Humanigen sought emergency use authorization for the medication to treat newly hospitalized COVID-19 patients. The company filed its petition with the drug regulator in May.
The head of Humanigen, Cameron Durrant, said that the company plans to keep trying to develop the drug.
“We believe the ongoing ACTIV-5/BET-B trial, which has been advanced to enroll up to 500 patients, may provide additional safety and efficacy data sufficient to support our efforts to obtain an [emergency use authorization] to treat hospitalized COVID-19 patients,” he said.

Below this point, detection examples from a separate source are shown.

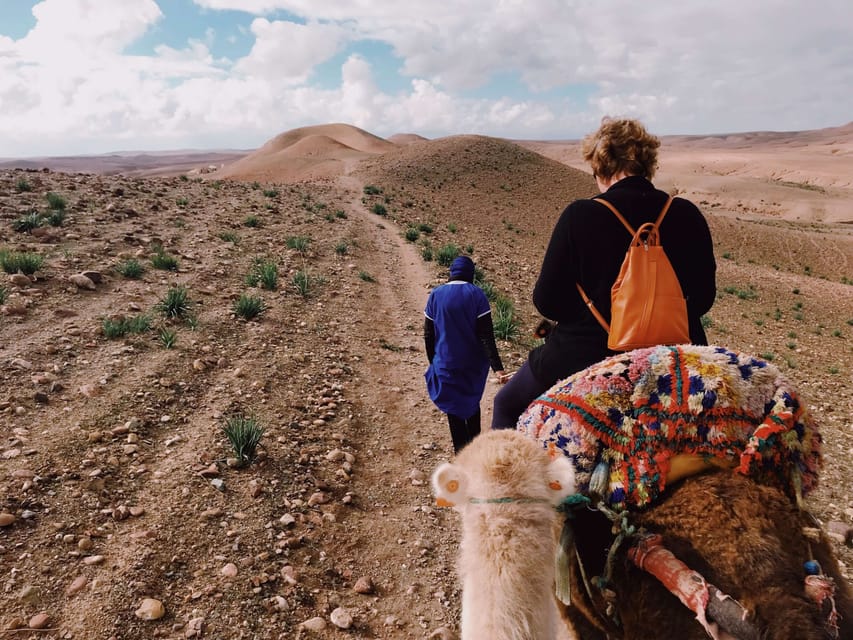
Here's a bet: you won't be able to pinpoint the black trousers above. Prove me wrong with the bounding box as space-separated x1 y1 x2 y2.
447 409 480 453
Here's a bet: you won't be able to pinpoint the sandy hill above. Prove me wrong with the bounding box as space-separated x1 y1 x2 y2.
213 124 396 182
0 125 853 640
388 133 427 146
353 135 596 297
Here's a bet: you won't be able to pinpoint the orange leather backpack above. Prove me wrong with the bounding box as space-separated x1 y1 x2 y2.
576 196 690 351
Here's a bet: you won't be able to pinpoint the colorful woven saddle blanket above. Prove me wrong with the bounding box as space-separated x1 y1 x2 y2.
517 345 821 510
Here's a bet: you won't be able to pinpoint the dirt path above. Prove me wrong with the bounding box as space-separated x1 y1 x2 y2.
322 178 458 638
330 172 568 638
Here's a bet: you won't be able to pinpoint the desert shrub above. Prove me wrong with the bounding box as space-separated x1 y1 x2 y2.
290 269 311 298
45 191 68 211
234 293 266 320
151 247 178 271
0 249 44 276
435 243 461 267
474 274 500 303
157 327 178 349
12 211 44 233
115 258 145 280
155 287 192 318
246 258 278 291
284 236 311 253
492 296 519 340
101 315 151 338
222 414 265 466
45 209 66 227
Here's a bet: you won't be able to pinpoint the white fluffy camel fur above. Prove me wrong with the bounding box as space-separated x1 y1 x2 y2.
432 431 575 640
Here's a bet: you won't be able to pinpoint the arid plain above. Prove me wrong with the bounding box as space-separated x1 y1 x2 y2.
0 123 853 639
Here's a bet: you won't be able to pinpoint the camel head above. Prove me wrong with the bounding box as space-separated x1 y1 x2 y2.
432 430 575 511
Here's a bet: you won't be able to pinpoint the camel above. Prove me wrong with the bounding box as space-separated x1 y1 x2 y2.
433 347 853 640
432 431 575 640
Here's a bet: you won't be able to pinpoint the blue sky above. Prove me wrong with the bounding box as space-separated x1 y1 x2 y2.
0 0 853 157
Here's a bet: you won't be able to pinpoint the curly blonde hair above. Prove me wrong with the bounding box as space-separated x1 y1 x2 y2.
581 116 660 180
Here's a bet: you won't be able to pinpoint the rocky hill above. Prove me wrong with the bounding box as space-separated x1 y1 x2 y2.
0 122 853 639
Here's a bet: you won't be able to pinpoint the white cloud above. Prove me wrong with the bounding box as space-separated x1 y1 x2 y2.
235 18 346 84
0 0 853 156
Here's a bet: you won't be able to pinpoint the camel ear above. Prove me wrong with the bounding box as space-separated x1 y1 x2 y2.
548 455 576 505
432 462 468 507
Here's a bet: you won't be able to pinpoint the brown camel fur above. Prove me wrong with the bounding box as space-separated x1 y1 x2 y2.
440 431 853 640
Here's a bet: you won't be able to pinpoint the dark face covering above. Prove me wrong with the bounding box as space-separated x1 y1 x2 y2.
450 256 474 282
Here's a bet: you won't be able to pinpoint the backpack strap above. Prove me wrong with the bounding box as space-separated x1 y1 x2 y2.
575 196 672 335
593 198 636 238
655 196 672 229
575 282 610 335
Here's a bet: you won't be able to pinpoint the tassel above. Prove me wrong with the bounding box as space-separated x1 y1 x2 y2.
554 518 575 606
589 460 610 502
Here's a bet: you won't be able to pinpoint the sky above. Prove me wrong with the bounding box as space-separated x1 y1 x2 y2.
0 0 853 158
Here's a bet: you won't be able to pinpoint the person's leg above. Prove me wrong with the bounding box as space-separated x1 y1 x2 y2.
447 413 471 453
492 362 551 429
465 409 480 442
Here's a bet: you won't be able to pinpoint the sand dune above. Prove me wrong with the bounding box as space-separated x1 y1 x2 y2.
214 124 396 182
388 133 427 146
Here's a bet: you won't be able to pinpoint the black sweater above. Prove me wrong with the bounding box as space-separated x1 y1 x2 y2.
530 176 717 385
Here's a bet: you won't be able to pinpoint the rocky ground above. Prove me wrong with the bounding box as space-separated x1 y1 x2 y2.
0 137 853 639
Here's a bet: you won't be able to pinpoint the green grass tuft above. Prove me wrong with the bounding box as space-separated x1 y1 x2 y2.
115 258 145 280
234 293 266 320
222 414 265 466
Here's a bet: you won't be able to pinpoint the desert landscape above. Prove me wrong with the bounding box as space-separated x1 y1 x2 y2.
0 123 853 640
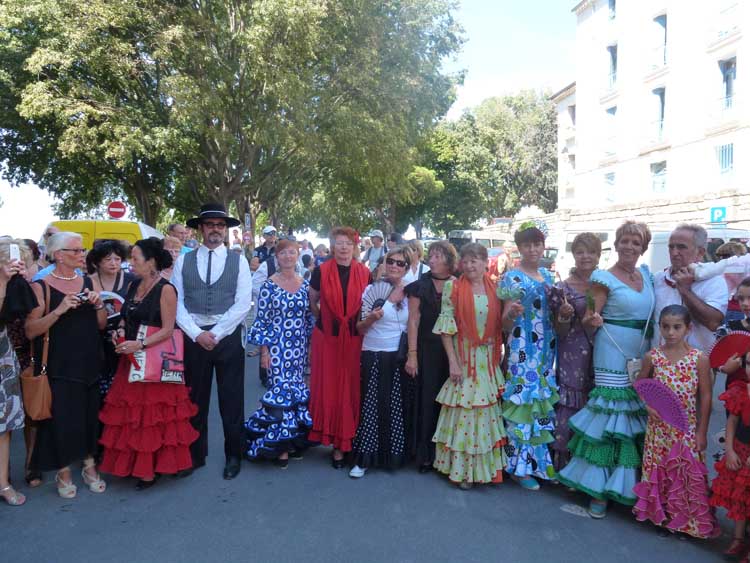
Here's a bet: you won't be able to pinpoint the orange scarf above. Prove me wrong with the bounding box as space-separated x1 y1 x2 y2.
451 274 503 378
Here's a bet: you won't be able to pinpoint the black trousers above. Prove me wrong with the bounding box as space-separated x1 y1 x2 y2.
185 326 245 467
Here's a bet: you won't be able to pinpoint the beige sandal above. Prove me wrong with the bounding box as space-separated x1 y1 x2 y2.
81 459 107 493
0 485 26 506
55 471 78 499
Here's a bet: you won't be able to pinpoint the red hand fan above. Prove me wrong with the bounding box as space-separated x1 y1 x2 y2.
633 379 690 432
708 330 750 369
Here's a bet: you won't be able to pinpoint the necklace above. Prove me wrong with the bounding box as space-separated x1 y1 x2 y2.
50 270 78 281
615 263 639 282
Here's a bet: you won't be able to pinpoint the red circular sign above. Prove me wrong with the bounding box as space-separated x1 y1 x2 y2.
107 201 128 219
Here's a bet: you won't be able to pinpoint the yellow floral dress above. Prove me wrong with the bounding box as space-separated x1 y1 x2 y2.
432 281 507 483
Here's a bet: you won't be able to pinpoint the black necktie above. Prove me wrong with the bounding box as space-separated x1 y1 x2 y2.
206 250 214 285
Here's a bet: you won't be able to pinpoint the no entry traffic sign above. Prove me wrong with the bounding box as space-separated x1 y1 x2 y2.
107 201 128 219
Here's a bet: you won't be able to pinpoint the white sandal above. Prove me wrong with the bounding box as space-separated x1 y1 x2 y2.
81 460 107 493
0 485 26 506
55 471 78 499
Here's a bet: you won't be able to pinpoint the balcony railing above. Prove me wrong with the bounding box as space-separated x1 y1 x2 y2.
650 45 667 70
712 2 740 41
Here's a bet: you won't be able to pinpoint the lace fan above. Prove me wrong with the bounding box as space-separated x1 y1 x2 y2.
633 379 690 432
360 280 393 319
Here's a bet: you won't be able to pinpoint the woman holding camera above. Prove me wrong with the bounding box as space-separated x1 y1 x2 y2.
26 232 107 499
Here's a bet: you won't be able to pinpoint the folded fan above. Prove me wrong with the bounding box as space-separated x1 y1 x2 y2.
361 280 393 319
633 379 690 432
708 330 750 369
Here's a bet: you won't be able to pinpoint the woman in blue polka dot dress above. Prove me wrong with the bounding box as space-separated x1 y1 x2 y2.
245 240 314 468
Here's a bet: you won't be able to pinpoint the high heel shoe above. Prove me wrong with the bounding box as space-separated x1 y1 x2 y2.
55 471 78 499
81 459 107 493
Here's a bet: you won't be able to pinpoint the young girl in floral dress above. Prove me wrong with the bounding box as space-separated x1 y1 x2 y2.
633 305 720 538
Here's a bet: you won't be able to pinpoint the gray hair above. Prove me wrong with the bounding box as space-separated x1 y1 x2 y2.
47 231 83 258
672 223 708 248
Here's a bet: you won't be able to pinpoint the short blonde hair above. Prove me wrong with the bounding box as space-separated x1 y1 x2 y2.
615 219 651 254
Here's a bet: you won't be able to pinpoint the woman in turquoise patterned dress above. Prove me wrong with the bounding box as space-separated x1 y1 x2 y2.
558 221 654 518
500 221 558 491
432 243 506 489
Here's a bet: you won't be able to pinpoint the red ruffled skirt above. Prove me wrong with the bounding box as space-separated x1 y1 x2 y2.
99 358 198 479
710 439 750 520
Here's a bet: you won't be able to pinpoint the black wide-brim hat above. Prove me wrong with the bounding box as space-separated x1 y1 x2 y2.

Monoclonal antibody treatments for COVID-19 drew headlines last week after podcaster Joe Rogan wrote on social media that he contracted the virus and was taking monoclonal antibodies and a cocktail of other medications to treat it, although it’s not clear what exact medications Rogan took. Former President Donald Trump also took monoclonal antibodies from Regeneron when he contracted COVID-19 last year.
“Tested negative today! Thanks for all the kind wishes!” he wrote on Sept. 3
“We immediately threw the kitchen sink at it. All kinds of meds,” Rogan said two days prior to that, adding that he underwent the treatment for three days. “Monoclonal antibodies, ivermectin, Z-pak, prednisone, everything. And I also got an NAD-drip and a vitamin drip.”
The FDA is currently investigating the use of monoclonal antibodies to prevent CCP virus sufferers from being hospitalized. Monoclonal antibodies, which are commonly used to treat cancer patients, are proteins created in a laboratory that bind to specific substances in the body.
FDA officials didn’t immediately respond to a request by The Epoch Times for comment.